Seed Sovereignty and Biodiverse Farming Across the World

Medium

Last week, I joined a webinar to discuss a new book on seeds and the importance of traditional farming. I was asked a provocative question: “In your book, Eating Tomorrow, you report on many farmer-led agroecological projects and you highlight the obstacles they face, from large corporations and unsupportive government policies. What conditions do such projects need to be successful?”

It was a welcome question, and it allowed me to reflect on some of the more inspiring examples I came across in my research travels. One of the most impressive was from Cuetzalán, an indigenous community in Mexico’s Puebla state. Yes! Magazine had excerpted my account from Eating Tomorrow and I expanded on that, highlighting the remarkable degree of power and autonomy these organized communities were able to achieve.
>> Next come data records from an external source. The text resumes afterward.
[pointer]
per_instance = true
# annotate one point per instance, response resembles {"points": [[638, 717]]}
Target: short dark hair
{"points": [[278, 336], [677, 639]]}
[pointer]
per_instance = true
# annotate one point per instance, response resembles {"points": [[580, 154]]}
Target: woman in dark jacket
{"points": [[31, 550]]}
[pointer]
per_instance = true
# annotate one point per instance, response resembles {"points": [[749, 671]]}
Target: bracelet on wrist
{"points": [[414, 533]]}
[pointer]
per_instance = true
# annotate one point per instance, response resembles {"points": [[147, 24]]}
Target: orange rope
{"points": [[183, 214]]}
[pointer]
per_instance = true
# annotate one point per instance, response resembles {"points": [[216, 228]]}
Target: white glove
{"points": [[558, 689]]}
In his comprehensive book, All Starts with Seeds: Farmer-Scientist Journeys towards Biodiversity and a Secure Future (Tellwell, 2025), Ethiopian-born plant scientist Awegechew Teshome provides an impressive range of farmer-researcher collaborations from around the world. He asks his own provocative question: “Could the path to sustainability begin with the people who never left it?”

In Cuetzalán, I encountered just such a community. Here was a well-organized group of indigenous people, more than 30,000 families working in more than 400 cooperatives to grow most of their own food. They exercise a remarkable degree of control over their seeds and their lives.